Cole, the head of the influential Rules Committee, has been a consummate ally of Republican speakers — John Boehner of Ohio, Paul Ryan of Wisconsin and now McCarthy. He has a knack for evolving with the dramatic changes within the GOP during the last decade. A genteel and media-friendly Oklahoman, Cole has developed a reputation on Capitol Hill as an elder statesman and a voice of reason in intraparty skirmishes.

He’s a senior appropriator who’s respected by Democrats, even though many were shocked to see him vote alongside Trump to overturn electors for Joe Biden on Jan. 6, 2021.

That vote, which Cole described as channeling the views of his Republican-leaning district, captured a fact about Cole that could make him an intriguing player in any speaker battle: his responsiveness to political incentives. But it’s unclear Cole, 74, could unify the moderate and conservative wings of the GOP.

The wild cards

Byron Donalds at the U.S. Capitol
Rep. Byron Donalds, R-Fla., at the U.S. Capitol in June. Tom Williams / CQ-Roll Call Inc. via Getty Images file

If Republicans can’t agree on a successor and the House descends into chaos, anything could happen. Because of that, GOP lawmakers have been floating the names of long-shot candidates whom most people in the country have never heard of but who are popular within the House Republican Conference.

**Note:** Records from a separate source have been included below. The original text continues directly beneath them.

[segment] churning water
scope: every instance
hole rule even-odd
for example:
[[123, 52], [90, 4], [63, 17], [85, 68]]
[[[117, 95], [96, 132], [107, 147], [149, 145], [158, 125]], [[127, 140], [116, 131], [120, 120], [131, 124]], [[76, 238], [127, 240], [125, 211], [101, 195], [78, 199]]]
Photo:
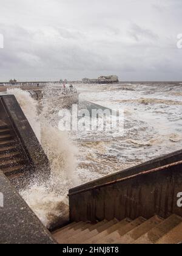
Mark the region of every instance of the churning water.
[[[81, 101], [124, 110], [123, 136], [61, 132], [58, 127], [61, 99], [58, 95], [48, 93], [40, 106], [28, 93], [10, 91], [51, 165], [52, 177], [46, 184], [37, 182], [21, 191], [47, 226], [64, 213], [69, 188], [180, 149], [182, 146], [181, 84], [78, 84], [76, 87]], [[40, 107], [41, 111], [38, 111]]]

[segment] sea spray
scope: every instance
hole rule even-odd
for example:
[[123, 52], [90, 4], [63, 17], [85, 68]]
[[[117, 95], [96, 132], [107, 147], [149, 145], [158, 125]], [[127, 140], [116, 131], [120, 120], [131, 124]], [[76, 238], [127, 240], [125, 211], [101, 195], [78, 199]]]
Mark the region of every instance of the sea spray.
[[[49, 158], [51, 168], [50, 179], [40, 183], [41, 174], [38, 174], [32, 185], [20, 193], [42, 223], [49, 227], [68, 210], [69, 189], [79, 184], [76, 174], [74, 174], [77, 149], [69, 134], [59, 131], [56, 127], [55, 113], [59, 112], [60, 104], [56, 105], [52, 101], [52, 94], [47, 93], [46, 96], [50, 99], [44, 98], [39, 105], [29, 92], [16, 88], [9, 90], [8, 93], [15, 96]], [[42, 111], [38, 115], [39, 107]], [[54, 118], [50, 118], [52, 117], [52, 113]]]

They include a member of leadership, Conference Vice Chair Mike Johnson, R-La., a former chairman of the conservative Republican Study Committee; Rep. Kevin Hern, R-Okla., the current chairman of that group; Rep. Dusty Johnson, R-S.D., the media-friendly leader of the Republican Main Street Caucus; and Budget Chairman Jodey Arrington, R-Texas.

Another wild card is conservative Rep. Byron Donalds, R-Fla., who is Black and a member of the far-right Freedom Caucus. During the speaker’s race in January, his fellow Freedom Caucus members nominated Donalds, a Trump ally, to challenge McCarthy.